As with most American ‘pioneer/forefathers’ celebrations, Heritage Days in Warsaw, Missouri provides a venue for demonstrations of atavistic skills and arcane crafts with, of course, opportunities to purchase many handmade or locally crafted articles. Heritage Days is no exception. Lining the shady pathways one could find lye soap making, candles, sorghum, wood carving, dying and weaving, and candle making. From the stage of Trailside Theater the sound of old-time music emanated.
The wooded hilltop surrounding the government-moderne, concrete Visitors Center was populated with buckskin- or calico-clad frontiersmen and women; the cleared lawn overlooking the mammoth dam on the Osage hosted Civil War and mountain-man reenactors. They brought displays of long rifles and cannon, tanned hides and bows, powder horns and and Bowie knives.
Irony is an overused concept but it was not lost on me in the firing of a Civil War cannon over the fought-over Corps of Engineers project. Colorful subject matter and near-perfect October weather called for many snapshots.

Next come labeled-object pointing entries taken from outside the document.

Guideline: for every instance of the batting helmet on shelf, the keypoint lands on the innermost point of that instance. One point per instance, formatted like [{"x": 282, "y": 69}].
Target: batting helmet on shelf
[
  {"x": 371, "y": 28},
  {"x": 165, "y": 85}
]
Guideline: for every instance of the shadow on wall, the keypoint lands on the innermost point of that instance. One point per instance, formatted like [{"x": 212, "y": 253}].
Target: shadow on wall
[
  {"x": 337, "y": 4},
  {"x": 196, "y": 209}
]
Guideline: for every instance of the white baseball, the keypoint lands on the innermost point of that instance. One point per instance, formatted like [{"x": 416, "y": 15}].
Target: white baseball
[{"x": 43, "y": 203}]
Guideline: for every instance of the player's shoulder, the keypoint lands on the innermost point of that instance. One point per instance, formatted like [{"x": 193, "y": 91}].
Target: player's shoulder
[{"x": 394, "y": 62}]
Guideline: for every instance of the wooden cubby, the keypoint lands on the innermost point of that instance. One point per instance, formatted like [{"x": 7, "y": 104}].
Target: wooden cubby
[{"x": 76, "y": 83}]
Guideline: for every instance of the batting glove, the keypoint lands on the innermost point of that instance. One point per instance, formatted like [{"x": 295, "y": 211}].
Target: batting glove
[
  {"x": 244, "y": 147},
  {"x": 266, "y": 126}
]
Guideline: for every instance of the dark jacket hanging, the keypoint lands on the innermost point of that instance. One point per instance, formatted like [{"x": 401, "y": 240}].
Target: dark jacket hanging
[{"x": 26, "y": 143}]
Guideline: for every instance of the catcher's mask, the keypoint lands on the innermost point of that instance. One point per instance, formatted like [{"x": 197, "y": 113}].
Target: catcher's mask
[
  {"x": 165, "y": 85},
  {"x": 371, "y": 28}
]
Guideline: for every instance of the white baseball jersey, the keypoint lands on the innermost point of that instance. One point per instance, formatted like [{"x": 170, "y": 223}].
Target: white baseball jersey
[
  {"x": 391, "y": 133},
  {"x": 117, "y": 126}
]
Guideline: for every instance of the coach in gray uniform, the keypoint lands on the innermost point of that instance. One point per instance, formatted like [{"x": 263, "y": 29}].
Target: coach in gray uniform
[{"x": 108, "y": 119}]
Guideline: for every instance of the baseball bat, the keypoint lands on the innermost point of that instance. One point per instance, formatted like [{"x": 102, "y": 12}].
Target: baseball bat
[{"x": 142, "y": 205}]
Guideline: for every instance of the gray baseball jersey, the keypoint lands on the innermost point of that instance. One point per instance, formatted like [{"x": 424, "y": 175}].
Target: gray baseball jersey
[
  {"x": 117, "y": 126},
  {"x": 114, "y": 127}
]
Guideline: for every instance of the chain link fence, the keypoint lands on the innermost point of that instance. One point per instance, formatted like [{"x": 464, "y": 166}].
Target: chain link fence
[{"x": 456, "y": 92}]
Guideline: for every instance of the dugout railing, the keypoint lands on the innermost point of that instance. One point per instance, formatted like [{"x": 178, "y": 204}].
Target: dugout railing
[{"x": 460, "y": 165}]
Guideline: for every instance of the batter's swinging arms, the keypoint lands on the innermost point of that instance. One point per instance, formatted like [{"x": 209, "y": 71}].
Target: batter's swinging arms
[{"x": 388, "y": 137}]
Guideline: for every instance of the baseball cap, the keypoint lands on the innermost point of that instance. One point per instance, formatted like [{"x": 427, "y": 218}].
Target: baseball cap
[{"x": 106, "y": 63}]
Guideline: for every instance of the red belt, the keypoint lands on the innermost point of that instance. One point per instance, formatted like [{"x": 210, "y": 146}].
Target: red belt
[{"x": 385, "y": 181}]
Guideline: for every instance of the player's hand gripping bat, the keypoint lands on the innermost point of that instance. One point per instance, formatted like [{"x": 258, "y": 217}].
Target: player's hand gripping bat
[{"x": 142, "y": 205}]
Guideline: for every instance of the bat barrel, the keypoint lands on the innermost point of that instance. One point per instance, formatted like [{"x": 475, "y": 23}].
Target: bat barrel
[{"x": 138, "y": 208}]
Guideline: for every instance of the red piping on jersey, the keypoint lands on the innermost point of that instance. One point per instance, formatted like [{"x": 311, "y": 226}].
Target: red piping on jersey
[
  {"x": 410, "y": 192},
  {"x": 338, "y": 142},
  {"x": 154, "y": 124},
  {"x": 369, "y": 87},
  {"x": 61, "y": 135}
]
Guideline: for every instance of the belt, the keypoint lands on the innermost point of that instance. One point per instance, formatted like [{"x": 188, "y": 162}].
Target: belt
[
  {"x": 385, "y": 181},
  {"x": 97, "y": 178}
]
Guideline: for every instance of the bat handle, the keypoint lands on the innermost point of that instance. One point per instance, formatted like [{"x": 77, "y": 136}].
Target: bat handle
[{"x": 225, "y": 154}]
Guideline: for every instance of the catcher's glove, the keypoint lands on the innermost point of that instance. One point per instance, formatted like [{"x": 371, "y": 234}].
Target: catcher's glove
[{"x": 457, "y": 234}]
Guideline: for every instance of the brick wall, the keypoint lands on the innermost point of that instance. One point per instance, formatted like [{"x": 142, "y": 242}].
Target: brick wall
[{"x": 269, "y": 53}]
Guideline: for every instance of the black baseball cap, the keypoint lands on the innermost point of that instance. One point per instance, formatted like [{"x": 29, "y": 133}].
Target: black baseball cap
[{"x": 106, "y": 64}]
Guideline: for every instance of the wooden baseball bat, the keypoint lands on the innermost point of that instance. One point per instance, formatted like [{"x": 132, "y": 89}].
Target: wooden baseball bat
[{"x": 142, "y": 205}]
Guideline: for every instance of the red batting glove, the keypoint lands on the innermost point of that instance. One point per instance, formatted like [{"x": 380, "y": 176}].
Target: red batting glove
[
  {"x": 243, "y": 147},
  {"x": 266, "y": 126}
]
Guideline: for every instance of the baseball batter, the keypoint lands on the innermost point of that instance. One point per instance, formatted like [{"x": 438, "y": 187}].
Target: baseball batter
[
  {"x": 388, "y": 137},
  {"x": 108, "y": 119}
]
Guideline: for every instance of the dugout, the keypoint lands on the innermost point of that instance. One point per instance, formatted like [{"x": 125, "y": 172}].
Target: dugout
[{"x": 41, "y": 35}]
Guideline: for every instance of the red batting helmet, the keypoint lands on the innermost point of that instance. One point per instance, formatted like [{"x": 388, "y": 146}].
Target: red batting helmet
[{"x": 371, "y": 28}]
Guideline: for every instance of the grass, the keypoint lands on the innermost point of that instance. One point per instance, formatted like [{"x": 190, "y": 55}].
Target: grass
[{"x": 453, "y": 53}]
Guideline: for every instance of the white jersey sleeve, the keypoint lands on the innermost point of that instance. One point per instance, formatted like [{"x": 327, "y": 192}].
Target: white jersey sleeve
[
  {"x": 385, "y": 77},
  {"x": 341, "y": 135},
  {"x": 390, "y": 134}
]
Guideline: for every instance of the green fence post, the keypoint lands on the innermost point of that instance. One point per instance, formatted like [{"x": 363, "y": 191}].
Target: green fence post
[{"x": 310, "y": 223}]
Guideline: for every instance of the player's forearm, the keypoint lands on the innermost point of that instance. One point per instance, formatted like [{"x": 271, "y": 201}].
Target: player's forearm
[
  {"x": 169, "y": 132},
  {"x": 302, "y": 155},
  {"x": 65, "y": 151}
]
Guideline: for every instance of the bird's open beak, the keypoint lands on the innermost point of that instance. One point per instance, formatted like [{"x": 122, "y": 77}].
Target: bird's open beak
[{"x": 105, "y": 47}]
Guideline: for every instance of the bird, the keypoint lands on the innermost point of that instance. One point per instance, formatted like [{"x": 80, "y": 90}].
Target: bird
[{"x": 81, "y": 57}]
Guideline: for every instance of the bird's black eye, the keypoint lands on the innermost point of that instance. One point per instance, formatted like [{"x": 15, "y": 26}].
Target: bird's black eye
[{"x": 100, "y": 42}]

Truman (a.k.a. Kaysinger Bluff) on the other hand was slow to take off. Authorized in 1954, construction didn’t begin until 1964. Funding was frequently slowed by the costs of the Vietnam War. When Congress passed the National Environmental Policy Act (NEPA) in 1968, the door was opened to challenge the project for the inadequacy of its environmental impact statement. NEPA went into effect in 1969; early in 1972 the lawsuit was filed. Interestingly enough …. there seems to be no mention of that lawsuit in official public accounts of the project’s history.